Ich mag Raphael Varane (Frankreich, Anm. d. Red.). Er kann mit dem Ball umgehen, ist schnell, technisch stark, kopfballstark, er ist noch jung und hat schon viele Titel gewonnen.
Und die deutsche Abwehr um Mats Hummels und Jérôme Boateng?
Beide sind auch überragende Innenverteidiger. Es hat den Bayern ja auch sehr wehgetan, dass ihnen im Champions-League-Halbfinale gegen Real Madrid ausgerechnet in der Abwehr Fehler passiert sind.
Sie selbst haben 2001 mit den Bayern die Champions League gewonnen – kurz nach dem legendären Bundesliga-Finale. Wie oft werden Sie auf Ihr Tor gegen den HSV, das die Bayern zum Meister machte, angesprochen?
Puh…sehr oft (lacht). Ich war gerade erst auf der Legendenparade der Bayern in München und wurde natürlich wieder dazu befragt. Ich bleibe dabei: Hätten wir nicht die Schale geholt, weiß man nicht, was in Mailand passiert wäre.
Das müssen Sie erklären.
Es war noch mal extra Motivation. Nach Mailand (Finalort, Anm. d. Red.) zu fahren, nachdem wir gerade die Meisterschaft verpasst hätten, das wäre sehr enttäuschend gewesen.
Die Saison 2017/18 hingegen verlief für die Bayern tatsächlich enttäuschend…
Ich vergleiche das gerne mit der Saison 1999.
Warum?
Auch damals sind die Bayern früh Meister geworden, haben dann aber das Champions-League-Finale verloren und auch noch das DFB-Pokal-Endspiel. Es ist schwierig, die Motivation aufrechtzuerhalten, wenn man gerade ausgeschieden ist. Da wird vom Charakter sehr viel verlangt.
Und damit war die Mannschaft überfordert?
Ich finde, dass die Bayern gegen Real zwei sehr gute Spiele gemacht haben. Aber solche Fehler kann man sich gegen Real mit Cristiano Ronaldo eben nicht erlauben. Das ist brutal.

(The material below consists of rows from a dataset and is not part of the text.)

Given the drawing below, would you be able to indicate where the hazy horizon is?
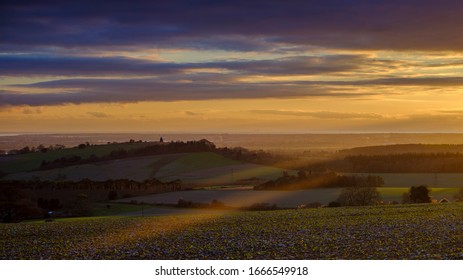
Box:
[0,0,463,134]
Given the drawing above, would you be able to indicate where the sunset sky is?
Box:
[0,0,463,133]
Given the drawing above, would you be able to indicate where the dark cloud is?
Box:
[0,73,463,107]
[0,78,349,106]
[0,0,463,51]
[0,55,362,76]
[250,110,383,119]
[87,112,110,119]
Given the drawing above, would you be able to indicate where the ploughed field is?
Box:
[0,203,463,259]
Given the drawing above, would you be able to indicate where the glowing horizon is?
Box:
[0,1,463,133]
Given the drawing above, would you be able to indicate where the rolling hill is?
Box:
[2,152,294,185]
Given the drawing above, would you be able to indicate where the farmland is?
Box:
[4,152,292,185]
[119,187,459,208]
[0,203,463,259]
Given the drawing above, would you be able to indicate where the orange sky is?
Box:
[0,1,463,133]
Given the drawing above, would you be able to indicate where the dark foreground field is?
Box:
[0,203,463,259]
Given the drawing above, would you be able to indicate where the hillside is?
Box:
[0,142,158,173]
[338,144,463,156]
[2,152,292,185]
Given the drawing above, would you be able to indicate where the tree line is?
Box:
[254,170,384,190]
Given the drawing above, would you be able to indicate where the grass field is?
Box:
[5,153,292,185]
[0,142,156,173]
[344,173,463,188]
[118,188,459,208]
[0,203,463,259]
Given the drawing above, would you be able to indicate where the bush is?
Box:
[0,186,42,223]
[337,187,381,206]
[108,190,117,200]
[404,185,431,203]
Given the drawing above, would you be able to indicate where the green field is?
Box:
[118,188,460,208]
[343,173,463,188]
[0,142,152,173]
[0,203,463,259]
[4,152,292,185]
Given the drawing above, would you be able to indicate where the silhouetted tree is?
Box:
[337,187,381,206]
[408,185,431,203]
[108,190,117,200]
[0,186,41,223]
[454,188,463,202]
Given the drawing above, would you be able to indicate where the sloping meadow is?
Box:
[0,203,463,259]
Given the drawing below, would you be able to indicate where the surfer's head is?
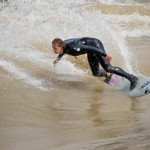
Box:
[52,38,65,54]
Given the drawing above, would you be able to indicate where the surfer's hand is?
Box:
[53,59,59,67]
[106,54,112,62]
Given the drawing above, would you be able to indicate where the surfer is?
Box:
[52,37,138,90]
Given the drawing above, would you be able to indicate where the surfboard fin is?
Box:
[130,77,138,91]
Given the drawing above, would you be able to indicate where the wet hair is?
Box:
[52,38,66,47]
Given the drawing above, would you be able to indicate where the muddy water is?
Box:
[0,0,150,150]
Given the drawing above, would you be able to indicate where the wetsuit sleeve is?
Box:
[57,53,65,60]
[78,45,107,57]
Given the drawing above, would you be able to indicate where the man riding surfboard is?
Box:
[52,37,138,90]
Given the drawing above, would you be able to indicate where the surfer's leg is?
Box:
[87,54,107,77]
[98,56,138,90]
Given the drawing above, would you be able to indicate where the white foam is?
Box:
[0,0,142,78]
[0,60,48,90]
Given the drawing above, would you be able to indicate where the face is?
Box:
[52,44,63,54]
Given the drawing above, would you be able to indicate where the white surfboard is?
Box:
[105,74,150,97]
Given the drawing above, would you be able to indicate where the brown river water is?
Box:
[0,0,150,150]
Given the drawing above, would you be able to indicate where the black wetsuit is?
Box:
[58,37,137,87]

Im Sommer übernimmt nun Niko Kovac die Mannschaft…
Ich drücke auf jeden Fall die Daumen. Er muss gleich die Kabine für sich gewinnen und die Spieler überzeugen.
Müssen die Bayern auch mal so groß investieren wie PSG oder der FC Barcelona, um ganz vorne mithalten zu können?
Aber Barça läuft in der Champions League ja auch etwas hinterher. Meine alten Kollegen Puyol, Xavi, jetzt Iniesta, die Weltklasseleute, die lange tragende Rollen gespielt haben, sind weg, jetzt müssen neue Leute ran, und für die ist das nicht einfach. Wer soll denn da im Mittelfeld der Lenker sein? Der einzige, der dafür in Frage käme, der spielt bei Bayern: Thiago! Auch im Vergleich zu Real Madrid muss ich sagen: Real ist deutlich breiter aufgestellt.
Auch Real will offenbar wieder Geld ausgeben. Kommen die Bayern da noch lange um einen Mega-Transfer von 100 Millionen Euro und mehr herum?
Klar muss man auch mal die großen Transfers mitmachen, um attraktiv und konkurrenzfähig zu bleiben. Aber ein anderer Punkt ist auch interessant...
Und zwar?
Was wird aus den Spielern, die schon lange da sind? Ein Alaba zum Beispiel, der alles gewonnen hat, was ist sein nächster Schritt? Oder Boateng, Müller, Lewandowski. Was für Ziele haben diese Spieler noch?